The 1970 election which saw the party as the biggest force in the then western wing of Pakistan had been a momentous occasion in the country’s history; the people had finally spoken out. This was the foundation of the country’s democratic edifice which has been under constant threat.
Back in the 1970s, Zulfikar Ali Bhutto and his PPP were a part of the emerging setup which couldn’t prevent the breakup of Pakistan. Later, the central authority in Bhutto’s truncated Pakistan faced a series of hostile situations before he was overthrown by an opportunistic general in 1977.
The PPP founder’s judicial murder two years later heralded a grave chapter in the party’s history. The shaheeds have been synonymous with the PPP since then. So have accidental leaders and the altogether new organisations they have had to create to suit their command — Benazir Bhutto’s PPP, Asif Ali Zardari’s PPP, Bilawal Bhutto Zardari’s would-be PPP.

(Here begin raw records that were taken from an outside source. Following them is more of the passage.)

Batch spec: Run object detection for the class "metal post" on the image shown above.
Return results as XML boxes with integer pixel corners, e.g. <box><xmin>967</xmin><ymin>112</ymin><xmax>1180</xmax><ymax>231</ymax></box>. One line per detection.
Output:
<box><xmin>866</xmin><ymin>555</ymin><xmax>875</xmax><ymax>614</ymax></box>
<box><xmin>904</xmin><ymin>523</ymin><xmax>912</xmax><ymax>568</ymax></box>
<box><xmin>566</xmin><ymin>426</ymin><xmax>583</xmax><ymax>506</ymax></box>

The PPP as a popular party has been consistently in the thick of things, in Sindh, in Islamabad, and elsewhere in Pakistan. Its role in the opposition at the federal level easily eclipses its two stints in power in Islamabad under Benazir Bhutto.
The latest chapter in the PPP’s history has been defined as by far the most disappointing. It began with the killing of Benazir Bhutto 10 years ago, just when so many believed that Bhutto’s mature daughter was now best equipped to lead the party and country towards a solid democratic order.
The current leader’s unabashed courting of the establishment indicates just how far the PPP enterprise has moved away from its ideals in its search for relevance.
But this doesn’t mean that Mr Zardari is the first person to tamper with the PPP ideology, or whatever remains of it, to stay in the run. The ‘anticipatory’ steps taken by his predecessors were no less traumatic. However, the diehard jiyalas feel that they are not to be written off as yet — many continue to dwell on the days of glory and speak of the time when the new party had eliminated a degenerate system and its selfish protagonists in the 1970 election.
A national-level revival of the PPP to counter the burgeoning centre-right camp is still widely considered to be one of the most viable options, if not the only one. While it may not be the most flattering option to have been considered, it is still a compliment the PPP is badly in need of.